Di seguito le osservazioni di Vigiliamo.

OSSERVAZIONI IN MERITO AL PIANO REGIONALE GESTIONE RIFIUTI presentato il 14.6.2018

L’emergenza rifiuti in Puglia, ininterrotta almeno dal 2005, non solo crea problemi ai cittadini, ma contribuisce al proliferare delle discariche per rifiuti speciali, i cui gestori continuano a richiedere ed ottenere autorizzazioni anche con la giustificazione e la rassicurazione che tali discariche continueranno a sopperire alla emergenza della Regione.

Pertanto è anche in questa ottica che il comitato di Grottaglie Vigiliamo per la discarica, attivo dal 2004 per la presenza della discarica ex Ecolevante ora Linea ambiente arrivata al suo terzo ampliamento, ha elaborato le seguenti osservazioni.
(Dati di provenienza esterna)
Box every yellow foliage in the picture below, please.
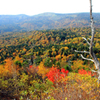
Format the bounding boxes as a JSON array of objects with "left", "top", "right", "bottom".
[
  {"left": 61, "top": 55, "right": 67, "bottom": 61},
  {"left": 14, "top": 56, "right": 23, "bottom": 63},
  {"left": 60, "top": 43, "right": 63, "bottom": 45},
  {"left": 66, "top": 72, "right": 100, "bottom": 95},
  {"left": 71, "top": 60, "right": 88, "bottom": 71},
  {"left": 55, "top": 54, "right": 61, "bottom": 60},
  {"left": 66, "top": 54, "right": 74, "bottom": 60},
  {"left": 58, "top": 47, "right": 68, "bottom": 55},
  {"left": 64, "top": 40, "right": 67, "bottom": 43},
  {"left": 95, "top": 43, "right": 100, "bottom": 48},
  {"left": 64, "top": 47, "right": 68, "bottom": 50},
  {"left": 37, "top": 62, "right": 49, "bottom": 79}
]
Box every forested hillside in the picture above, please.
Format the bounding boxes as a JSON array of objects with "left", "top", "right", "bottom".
[
  {"left": 0, "top": 28, "right": 100, "bottom": 99},
  {"left": 0, "top": 13, "right": 100, "bottom": 33}
]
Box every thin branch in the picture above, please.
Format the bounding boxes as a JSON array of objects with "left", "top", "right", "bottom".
[
  {"left": 75, "top": 50, "right": 89, "bottom": 54},
  {"left": 82, "top": 37, "right": 90, "bottom": 45},
  {"left": 80, "top": 54, "right": 94, "bottom": 62},
  {"left": 91, "top": 70, "right": 97, "bottom": 73}
]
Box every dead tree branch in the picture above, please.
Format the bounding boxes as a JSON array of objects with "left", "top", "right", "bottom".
[
  {"left": 75, "top": 50, "right": 89, "bottom": 54},
  {"left": 80, "top": 54, "right": 94, "bottom": 62},
  {"left": 82, "top": 37, "right": 90, "bottom": 45},
  {"left": 89, "top": 0, "right": 100, "bottom": 70},
  {"left": 75, "top": 0, "right": 100, "bottom": 83}
]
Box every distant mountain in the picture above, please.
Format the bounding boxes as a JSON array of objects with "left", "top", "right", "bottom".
[{"left": 0, "top": 13, "right": 100, "bottom": 34}]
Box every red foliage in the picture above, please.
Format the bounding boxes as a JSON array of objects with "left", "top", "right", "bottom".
[
  {"left": 78, "top": 69, "right": 94, "bottom": 76},
  {"left": 29, "top": 65, "right": 32, "bottom": 68},
  {"left": 46, "top": 67, "right": 69, "bottom": 84},
  {"left": 29, "top": 65, "right": 38, "bottom": 70},
  {"left": 61, "top": 68, "right": 69, "bottom": 78}
]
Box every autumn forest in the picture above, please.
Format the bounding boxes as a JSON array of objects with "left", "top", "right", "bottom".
[{"left": 0, "top": 26, "right": 100, "bottom": 100}]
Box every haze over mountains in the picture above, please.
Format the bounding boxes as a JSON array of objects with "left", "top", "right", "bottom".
[{"left": 0, "top": 13, "right": 100, "bottom": 34}]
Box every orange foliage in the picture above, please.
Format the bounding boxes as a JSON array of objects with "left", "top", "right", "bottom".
[
  {"left": 0, "top": 58, "right": 19, "bottom": 77},
  {"left": 55, "top": 55, "right": 61, "bottom": 60},
  {"left": 13, "top": 52, "right": 16, "bottom": 56}
]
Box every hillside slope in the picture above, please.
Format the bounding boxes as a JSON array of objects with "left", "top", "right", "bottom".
[{"left": 0, "top": 13, "right": 100, "bottom": 33}]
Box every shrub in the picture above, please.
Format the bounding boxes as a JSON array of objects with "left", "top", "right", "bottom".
[{"left": 46, "top": 67, "right": 69, "bottom": 84}]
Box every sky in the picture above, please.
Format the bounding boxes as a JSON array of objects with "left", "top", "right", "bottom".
[{"left": 0, "top": 0, "right": 100, "bottom": 16}]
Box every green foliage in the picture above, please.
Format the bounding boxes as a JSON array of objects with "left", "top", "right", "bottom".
[
  {"left": 52, "top": 58, "right": 56, "bottom": 64},
  {"left": 22, "top": 60, "right": 29, "bottom": 67},
  {"left": 15, "top": 60, "right": 22, "bottom": 67},
  {"left": 35, "top": 56, "right": 42, "bottom": 65},
  {"left": 44, "top": 57, "right": 53, "bottom": 67},
  {"left": 64, "top": 65, "right": 72, "bottom": 72}
]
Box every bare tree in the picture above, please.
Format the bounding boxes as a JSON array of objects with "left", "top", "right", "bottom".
[{"left": 75, "top": 0, "right": 100, "bottom": 83}]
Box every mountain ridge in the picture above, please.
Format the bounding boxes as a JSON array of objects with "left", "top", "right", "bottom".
[{"left": 0, "top": 12, "right": 100, "bottom": 34}]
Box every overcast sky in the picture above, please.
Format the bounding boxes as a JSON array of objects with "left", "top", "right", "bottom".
[{"left": 0, "top": 0, "right": 100, "bottom": 16}]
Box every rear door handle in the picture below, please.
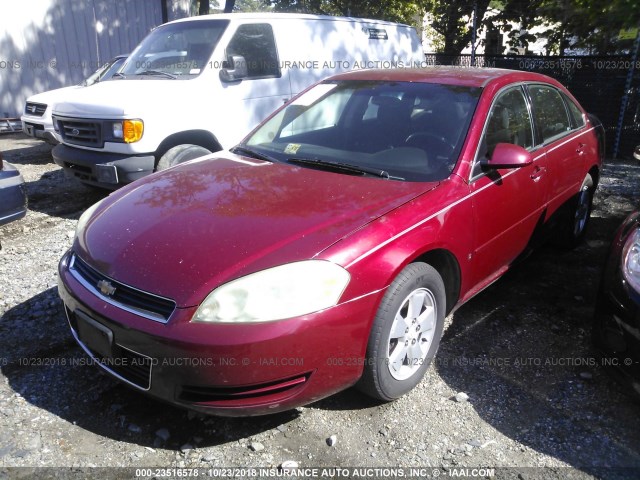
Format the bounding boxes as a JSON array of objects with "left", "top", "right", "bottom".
[{"left": 576, "top": 143, "right": 586, "bottom": 155}]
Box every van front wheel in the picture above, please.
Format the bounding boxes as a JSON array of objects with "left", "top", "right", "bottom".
[{"left": 156, "top": 144, "right": 211, "bottom": 171}]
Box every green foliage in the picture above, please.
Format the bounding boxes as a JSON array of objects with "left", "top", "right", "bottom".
[
  {"left": 195, "top": 0, "right": 639, "bottom": 54},
  {"left": 490, "top": 0, "right": 639, "bottom": 54},
  {"left": 262, "top": 0, "right": 423, "bottom": 27},
  {"left": 423, "top": 0, "right": 492, "bottom": 55},
  {"left": 234, "top": 0, "right": 274, "bottom": 12}
]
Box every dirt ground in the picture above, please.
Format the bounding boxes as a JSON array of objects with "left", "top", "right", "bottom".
[{"left": 0, "top": 132, "right": 639, "bottom": 480}]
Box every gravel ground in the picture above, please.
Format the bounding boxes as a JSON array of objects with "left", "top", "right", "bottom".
[{"left": 1, "top": 132, "right": 639, "bottom": 480}]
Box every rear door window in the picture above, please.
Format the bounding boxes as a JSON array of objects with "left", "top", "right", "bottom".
[
  {"left": 528, "top": 85, "right": 571, "bottom": 144},
  {"left": 562, "top": 93, "right": 586, "bottom": 129}
]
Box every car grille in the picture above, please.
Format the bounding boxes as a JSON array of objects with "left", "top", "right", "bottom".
[
  {"left": 65, "top": 306, "right": 153, "bottom": 390},
  {"left": 25, "top": 102, "right": 47, "bottom": 116},
  {"left": 179, "top": 373, "right": 311, "bottom": 406},
  {"left": 69, "top": 253, "right": 176, "bottom": 322},
  {"left": 56, "top": 117, "right": 102, "bottom": 147}
]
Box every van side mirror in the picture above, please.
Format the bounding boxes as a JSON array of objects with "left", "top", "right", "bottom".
[
  {"left": 486, "top": 143, "right": 533, "bottom": 169},
  {"left": 220, "top": 55, "right": 248, "bottom": 82}
]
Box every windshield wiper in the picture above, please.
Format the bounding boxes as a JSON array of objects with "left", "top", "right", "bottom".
[
  {"left": 288, "top": 157, "right": 393, "bottom": 179},
  {"left": 111, "top": 72, "right": 126, "bottom": 79},
  {"left": 230, "top": 146, "right": 278, "bottom": 163},
  {"left": 135, "top": 70, "right": 177, "bottom": 79}
]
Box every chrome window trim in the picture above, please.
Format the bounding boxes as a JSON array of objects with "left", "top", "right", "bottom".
[{"left": 469, "top": 83, "right": 538, "bottom": 183}]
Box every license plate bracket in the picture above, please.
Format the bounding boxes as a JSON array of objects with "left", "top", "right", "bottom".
[{"left": 75, "top": 310, "right": 113, "bottom": 358}]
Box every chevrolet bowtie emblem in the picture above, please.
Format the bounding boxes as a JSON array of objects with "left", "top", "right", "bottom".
[{"left": 97, "top": 279, "right": 116, "bottom": 296}]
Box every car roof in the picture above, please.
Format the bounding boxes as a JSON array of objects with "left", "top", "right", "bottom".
[{"left": 325, "top": 67, "right": 562, "bottom": 89}]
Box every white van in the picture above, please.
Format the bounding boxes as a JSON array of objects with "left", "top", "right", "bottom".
[
  {"left": 22, "top": 55, "right": 127, "bottom": 144},
  {"left": 51, "top": 13, "right": 424, "bottom": 188}
]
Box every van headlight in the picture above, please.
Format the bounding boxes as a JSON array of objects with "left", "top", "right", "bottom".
[
  {"left": 622, "top": 227, "right": 640, "bottom": 293},
  {"left": 112, "top": 119, "right": 144, "bottom": 143},
  {"left": 192, "top": 261, "right": 350, "bottom": 323}
]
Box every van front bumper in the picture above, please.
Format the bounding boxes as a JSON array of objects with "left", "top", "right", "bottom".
[{"left": 52, "top": 143, "right": 155, "bottom": 189}]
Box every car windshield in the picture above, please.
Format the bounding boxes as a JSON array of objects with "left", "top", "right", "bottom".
[
  {"left": 244, "top": 80, "right": 481, "bottom": 182},
  {"left": 120, "top": 20, "right": 229, "bottom": 79}
]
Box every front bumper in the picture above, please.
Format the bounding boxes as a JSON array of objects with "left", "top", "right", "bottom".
[
  {"left": 52, "top": 143, "right": 155, "bottom": 189},
  {"left": 0, "top": 162, "right": 27, "bottom": 226},
  {"left": 593, "top": 212, "right": 640, "bottom": 396},
  {"left": 21, "top": 117, "right": 59, "bottom": 144},
  {"left": 57, "top": 251, "right": 380, "bottom": 416}
]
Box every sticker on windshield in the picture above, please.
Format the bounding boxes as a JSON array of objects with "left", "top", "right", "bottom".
[
  {"left": 189, "top": 69, "right": 201, "bottom": 75},
  {"left": 291, "top": 83, "right": 339, "bottom": 107},
  {"left": 284, "top": 143, "right": 301, "bottom": 154}
]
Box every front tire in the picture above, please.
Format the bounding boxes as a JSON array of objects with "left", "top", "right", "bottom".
[
  {"left": 357, "top": 262, "right": 446, "bottom": 401},
  {"left": 156, "top": 144, "right": 211, "bottom": 171}
]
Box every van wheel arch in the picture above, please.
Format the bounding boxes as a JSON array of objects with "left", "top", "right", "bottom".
[{"left": 155, "top": 130, "right": 223, "bottom": 169}]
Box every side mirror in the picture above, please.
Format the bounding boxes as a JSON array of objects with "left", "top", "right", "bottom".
[
  {"left": 486, "top": 143, "right": 533, "bottom": 169},
  {"left": 220, "top": 55, "right": 248, "bottom": 82}
]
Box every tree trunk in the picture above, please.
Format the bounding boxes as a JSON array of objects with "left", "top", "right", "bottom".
[
  {"left": 198, "top": 0, "right": 208, "bottom": 15},
  {"left": 224, "top": 0, "right": 235, "bottom": 13}
]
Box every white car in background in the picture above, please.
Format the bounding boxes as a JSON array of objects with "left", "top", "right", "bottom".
[{"left": 21, "top": 55, "right": 127, "bottom": 144}]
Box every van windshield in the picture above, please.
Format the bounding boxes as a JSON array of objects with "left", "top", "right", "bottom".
[{"left": 120, "top": 20, "right": 229, "bottom": 79}]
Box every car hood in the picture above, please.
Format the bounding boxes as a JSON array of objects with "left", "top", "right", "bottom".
[{"left": 76, "top": 154, "right": 438, "bottom": 307}]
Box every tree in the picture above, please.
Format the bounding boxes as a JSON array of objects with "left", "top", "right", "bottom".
[
  {"left": 422, "top": 0, "right": 492, "bottom": 55},
  {"left": 490, "top": 0, "right": 639, "bottom": 55},
  {"left": 196, "top": 0, "right": 237, "bottom": 14},
  {"left": 541, "top": 0, "right": 640, "bottom": 54},
  {"left": 264, "top": 0, "right": 423, "bottom": 27},
  {"left": 199, "top": 0, "right": 210, "bottom": 14}
]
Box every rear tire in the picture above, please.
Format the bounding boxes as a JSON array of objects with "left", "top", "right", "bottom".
[
  {"left": 357, "top": 262, "right": 445, "bottom": 401},
  {"left": 557, "top": 173, "right": 594, "bottom": 249},
  {"left": 156, "top": 144, "right": 211, "bottom": 171}
]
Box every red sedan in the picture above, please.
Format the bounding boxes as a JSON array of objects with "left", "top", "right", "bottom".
[{"left": 57, "top": 68, "right": 604, "bottom": 416}]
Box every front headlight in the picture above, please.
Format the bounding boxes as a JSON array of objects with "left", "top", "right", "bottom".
[
  {"left": 192, "top": 260, "right": 350, "bottom": 323},
  {"left": 112, "top": 119, "right": 143, "bottom": 143},
  {"left": 622, "top": 227, "right": 640, "bottom": 293},
  {"left": 76, "top": 198, "right": 106, "bottom": 238}
]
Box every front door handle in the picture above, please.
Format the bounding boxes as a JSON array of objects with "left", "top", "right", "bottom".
[{"left": 530, "top": 165, "right": 544, "bottom": 181}]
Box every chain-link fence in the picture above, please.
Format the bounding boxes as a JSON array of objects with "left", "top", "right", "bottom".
[{"left": 425, "top": 54, "right": 640, "bottom": 160}]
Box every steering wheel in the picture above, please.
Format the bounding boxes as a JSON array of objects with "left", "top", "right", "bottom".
[
  {"left": 404, "top": 132, "right": 456, "bottom": 179},
  {"left": 405, "top": 132, "right": 455, "bottom": 152}
]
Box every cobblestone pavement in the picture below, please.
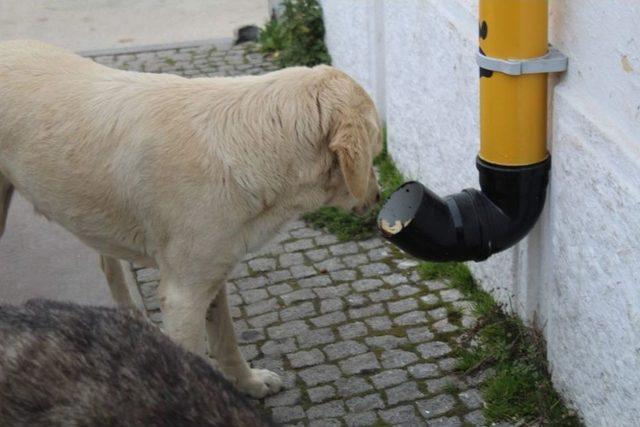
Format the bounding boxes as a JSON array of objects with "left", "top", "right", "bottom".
[{"left": 89, "top": 42, "right": 492, "bottom": 427}]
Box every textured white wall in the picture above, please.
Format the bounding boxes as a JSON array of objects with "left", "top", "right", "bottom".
[{"left": 321, "top": 0, "right": 640, "bottom": 425}]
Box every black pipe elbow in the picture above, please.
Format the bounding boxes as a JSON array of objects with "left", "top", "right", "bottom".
[{"left": 377, "top": 157, "right": 551, "bottom": 262}]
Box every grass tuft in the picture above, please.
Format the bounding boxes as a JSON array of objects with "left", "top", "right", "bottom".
[{"left": 418, "top": 261, "right": 582, "bottom": 426}]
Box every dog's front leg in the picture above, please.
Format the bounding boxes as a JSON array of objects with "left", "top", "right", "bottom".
[
  {"left": 207, "top": 284, "right": 283, "bottom": 398},
  {"left": 158, "top": 274, "right": 214, "bottom": 357}
]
E, dal momento che è prevista per le associazioni la possibilità di presentare osservazioni all'aggiornamento del Piano Regionale dei Rifiuti, il comitato Vigiliamo per la discarica fa pervenire questa nota all’Agenzia territoriale della Regione Puglia per il servizio di gestione dei rifiuti (Ager) mediante il Sindaco di Grottaglie, avv. Ciro D’Alò, delegato Ager per la provincia di Taranto.

Innanzitutto si fa presente che il Piano Regionale dei Rifiuti recentemente presentato non chiude il ciclo dei rifiuti in modo virtuoso soprattutto perché punta all’incenerimento piuttosto che alla riduzione, riuso, riciclo.

E il maggior numero di inceneritori porterà le ceneri residue ad essere smaltite nelle discariche per rifiuti speciali presenti nella regione e costituirà alibi per ulteriori discariche e ampliamenti.

In secondo luogo, senza i presupposti di riduzione, riuso, riciclo dei rifiuti da effettuarsi in Puglia in impianti pubblici e non privati, la stessa raccolta differenziata continuerebbe a costituire una occasione, o forse un alibi, perché altre regioni in difficoltà vengano a portare in Puglia i rifiuti urbani, come sta avvenendo per l’Ama di Roma.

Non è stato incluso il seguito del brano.